À cet égard, les chercheurs revendiquent une posture d'indifférence épistémologique face au terrain, c’est-à-dire un refus de s'engager dans des jugements de valeur ou des prises de position. Les produits de l’interactionnisme et de l’ethnométhodologie ne se destinent pas à offrir un «remède» pour des actions pratiques (Garfinkel, 2007) ou encore à servir des intérêts prédéterminés ou ceux d’un groupe. Leur tâche ne consiste pas plus à proposer systématiquement une critique, ou de porter un jugement «utilitaire» de certaines procédures. Elle constitue précisément une analyse des propriétés de l’objet à découvrir. En lien avec nos travaux, nous avons sur ce point été particulièrement vigilant. Nous avons en effet évité le plus possible d'adopter une posture explicitement favorable ou défavorable à l'égard des conceptions.

Nous nous sommes inspirés principalement de la posture «positive» adoptée par Charlot (1997) et qui guide l’ensemble de ses nombreux travaux.

Pour la rendre effective, cette posture implique une connaissance approfondie et une bonne réflexivité à l’égard de nos croyances préalables. Plus concrètement dans le travail d’enquête, «le chercheur avance disponible aux événements et aux rencontres, il ne vient pas vérifier des hypothèses mais en

chercher quelques-unes soumises à l'épreuve de l'observation et remaniées au

fur et à mesure de son avancée, dans une oscillation permanente entre une théorie provisoire et un terrain qui permet son ajustement» (Le Breton, 2008, p. 172). L'interprétation n'est ainsi pas réalisée à priori. Elle est induite et construite à travers l'épreuve du terrain. Par ailleurs, dans un autre passage, ce même auteur suggère:

L’enquête de terrain n'est pas un exercice de projection morale du chercheur, mais une enquête rigoureuse, honnête, sur les pratiques et les représentations des acteurs. Si le sociologue ne peut tout à fait s'extraire des préjugés ou des tenus pour acquis qu'il partage avec les membres de son groupe, s'il n'est pas à l'abri des projections personnelles, il dispose en principe d'une distance critique, et surtout d'un contact avec la population d'étude propre à lui permettre de réviser son filtre de pensée pour mieux s'ajuster au terrain. Il s'agit toujours de saisir les significations telles qu'elles sont vécues par les acteurs.
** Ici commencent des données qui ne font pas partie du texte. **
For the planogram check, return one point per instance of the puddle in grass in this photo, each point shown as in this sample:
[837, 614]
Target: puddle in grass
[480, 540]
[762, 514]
La tâche est de mettre en évidence les représentations, les points de vue des acteurs en présence dont l'enchevêtrement forme la trame sociale reposant sur un processus de désignation et d'interprétation (p. 171-172).

Tel que mentionné, pour l'interactionnisme et plus encore l'ethnométhodologie, les significations sont commandées par les contextes. Ainsi, plutôt que de déduire l'analyse d'une série d'hypothèses préétablies, les chercheurs vont au- devant des acteurs pour les interroger et essayer de comprendre. Les produits scientifiques sont pour cette raison, ancrés dans leur réalité, et hautement inductifs.